Shut Up and Give Me My Coffee
Written by Brian Garst, Posted in General/Misc.
Would you like that with cream, sugar, or a lecture on race relations? The Starbucks CEO seems to think his customers are clamoring for the latter, as that’s what he’s offering with a campaign called ‘Race Together:’
In a video message, Schultz urges “partners” to write the phrase on their paper cups “to facilitate a conversation between you and our customers.” A USA Today supplement, set to be published March 20, includes a number of “conversation starters,” including the fill-in-the-blank question: “In the past year, I have been to the home of someone of a different race ___ times.”
Here’s a thought, how about you just shut up and give me my coffee.
That’s probably giving too much credit to the impact this PR-aimed initiative will have on most customers, but do we really need yet another conversation on race that goes nowhere? How many of these unproductive conversations must we have before it begins to sink in that obsessing over race at all times is part (though just a part) of the problem?
And must every economic transaction come attached with social and moral grandstanding, as is the current trend (with Starbucks being a prolific offender)?

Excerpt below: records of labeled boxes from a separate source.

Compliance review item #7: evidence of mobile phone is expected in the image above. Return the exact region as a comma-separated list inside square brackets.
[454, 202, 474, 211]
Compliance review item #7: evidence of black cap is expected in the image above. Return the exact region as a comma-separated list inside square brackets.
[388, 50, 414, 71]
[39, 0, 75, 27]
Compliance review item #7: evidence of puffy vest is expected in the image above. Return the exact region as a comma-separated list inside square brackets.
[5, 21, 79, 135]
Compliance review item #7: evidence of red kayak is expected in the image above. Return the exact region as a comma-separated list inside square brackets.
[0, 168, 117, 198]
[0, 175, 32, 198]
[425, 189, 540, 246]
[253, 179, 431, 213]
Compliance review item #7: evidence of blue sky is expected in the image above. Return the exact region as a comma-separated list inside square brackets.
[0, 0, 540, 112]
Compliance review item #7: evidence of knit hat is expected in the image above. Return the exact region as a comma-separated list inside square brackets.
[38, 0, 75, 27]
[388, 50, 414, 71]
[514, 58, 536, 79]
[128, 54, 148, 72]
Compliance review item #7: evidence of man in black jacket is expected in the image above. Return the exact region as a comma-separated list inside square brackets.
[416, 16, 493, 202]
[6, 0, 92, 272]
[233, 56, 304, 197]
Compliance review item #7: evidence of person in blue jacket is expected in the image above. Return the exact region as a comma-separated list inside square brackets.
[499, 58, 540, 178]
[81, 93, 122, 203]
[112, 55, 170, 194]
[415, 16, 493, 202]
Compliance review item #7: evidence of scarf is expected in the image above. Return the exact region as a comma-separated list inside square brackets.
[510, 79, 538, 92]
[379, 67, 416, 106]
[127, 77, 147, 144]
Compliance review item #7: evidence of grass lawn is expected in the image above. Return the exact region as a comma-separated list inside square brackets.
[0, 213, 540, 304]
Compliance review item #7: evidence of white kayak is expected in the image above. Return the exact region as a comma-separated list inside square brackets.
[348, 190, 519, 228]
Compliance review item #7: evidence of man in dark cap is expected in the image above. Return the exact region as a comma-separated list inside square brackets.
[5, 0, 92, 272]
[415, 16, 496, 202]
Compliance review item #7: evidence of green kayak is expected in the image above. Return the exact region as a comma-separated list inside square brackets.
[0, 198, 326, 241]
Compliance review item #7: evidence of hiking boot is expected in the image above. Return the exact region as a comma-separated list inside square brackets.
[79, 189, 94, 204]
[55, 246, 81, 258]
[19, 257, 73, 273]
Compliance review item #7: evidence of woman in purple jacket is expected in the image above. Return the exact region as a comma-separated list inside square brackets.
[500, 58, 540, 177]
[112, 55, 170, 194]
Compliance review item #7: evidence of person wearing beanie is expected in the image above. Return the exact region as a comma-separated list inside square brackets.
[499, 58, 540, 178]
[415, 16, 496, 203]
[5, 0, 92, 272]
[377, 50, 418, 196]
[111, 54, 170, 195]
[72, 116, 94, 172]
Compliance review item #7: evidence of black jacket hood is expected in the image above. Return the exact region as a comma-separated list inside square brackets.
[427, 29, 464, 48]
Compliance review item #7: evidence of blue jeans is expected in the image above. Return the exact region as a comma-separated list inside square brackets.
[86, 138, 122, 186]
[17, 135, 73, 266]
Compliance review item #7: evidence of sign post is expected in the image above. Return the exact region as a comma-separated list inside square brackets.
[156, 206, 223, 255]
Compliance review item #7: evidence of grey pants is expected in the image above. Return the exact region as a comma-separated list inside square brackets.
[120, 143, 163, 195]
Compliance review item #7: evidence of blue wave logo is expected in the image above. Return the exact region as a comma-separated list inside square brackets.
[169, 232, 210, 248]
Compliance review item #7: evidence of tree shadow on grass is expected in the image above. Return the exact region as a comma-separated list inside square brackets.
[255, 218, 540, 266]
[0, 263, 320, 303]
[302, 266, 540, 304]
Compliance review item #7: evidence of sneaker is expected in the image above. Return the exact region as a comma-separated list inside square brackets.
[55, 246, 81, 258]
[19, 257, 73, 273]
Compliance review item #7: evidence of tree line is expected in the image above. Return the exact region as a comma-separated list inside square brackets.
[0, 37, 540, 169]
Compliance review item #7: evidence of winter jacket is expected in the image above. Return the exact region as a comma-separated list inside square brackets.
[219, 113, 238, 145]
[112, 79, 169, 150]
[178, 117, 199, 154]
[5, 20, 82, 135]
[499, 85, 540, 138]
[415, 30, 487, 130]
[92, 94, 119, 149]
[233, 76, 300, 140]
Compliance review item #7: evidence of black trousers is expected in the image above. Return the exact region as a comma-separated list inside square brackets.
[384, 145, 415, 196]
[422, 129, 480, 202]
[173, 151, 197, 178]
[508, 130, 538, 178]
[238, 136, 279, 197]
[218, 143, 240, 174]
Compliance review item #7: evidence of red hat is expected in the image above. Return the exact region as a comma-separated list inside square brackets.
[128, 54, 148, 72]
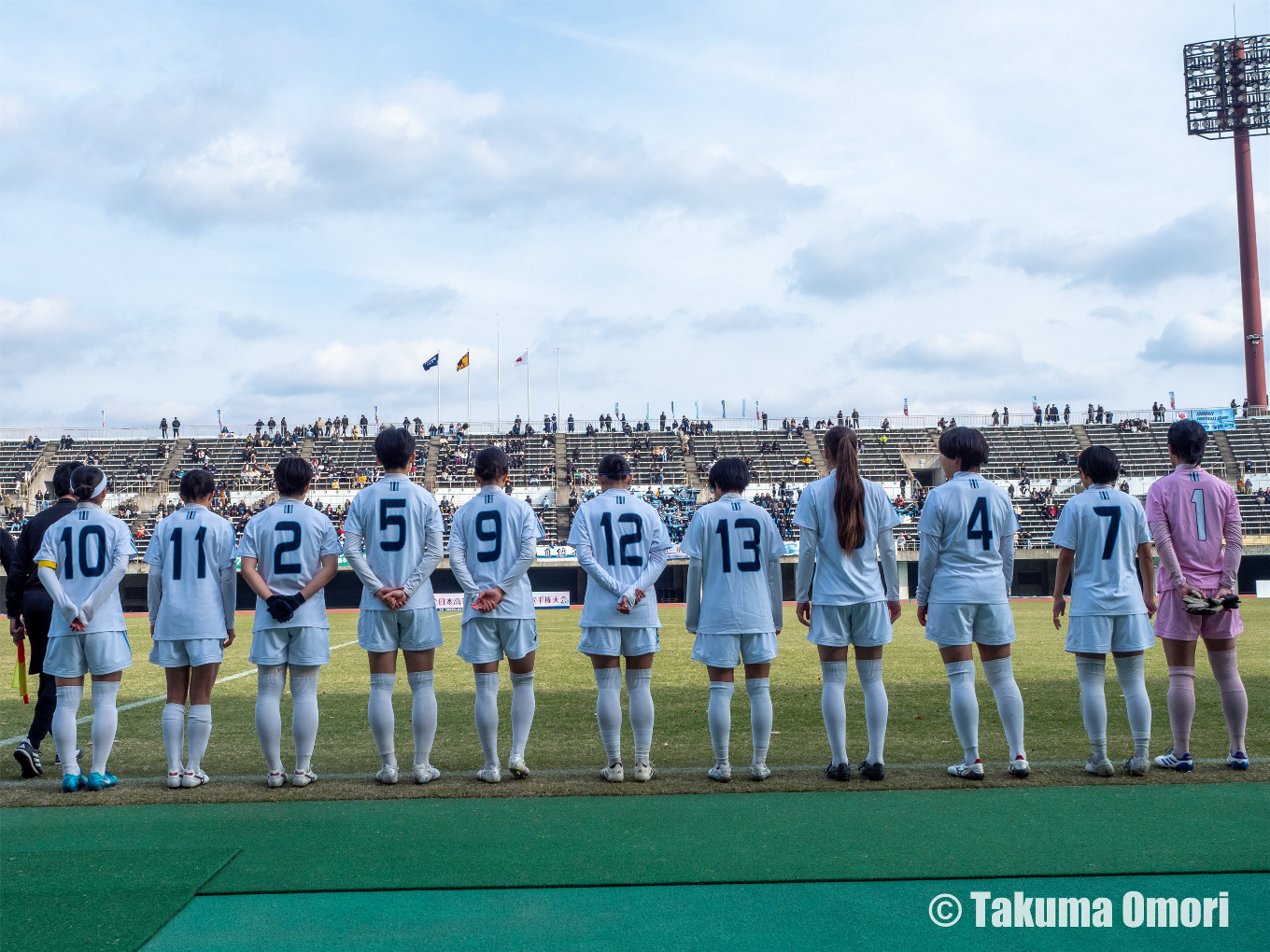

One of the great values of the free market is that the incentives are toward tolerance. At times in the past that incentive has been overwhelmed by stronger social prejudices, but trade still promotes tolerance. And that’s because it allows people to interact that otherwise don’t like one another (for whatever reason). Trade strips transactions down to their core of value for value and thereby reduces social conflict.
Americans disagree with their peers on a lot of issues, and yet in most contexts it doesn’t matter. But if every economic transaction must be accompanied with exchanges of social and political values, some of those exchanges will inevitably result in unnecessary conflict. Society would become more fractured, not less.
On the other hand, here we all are talking about Starbucks. Even if it’s just to slam their CEO’s ham-fisted attempt at playing white savior, I suppose that’s an advertising win.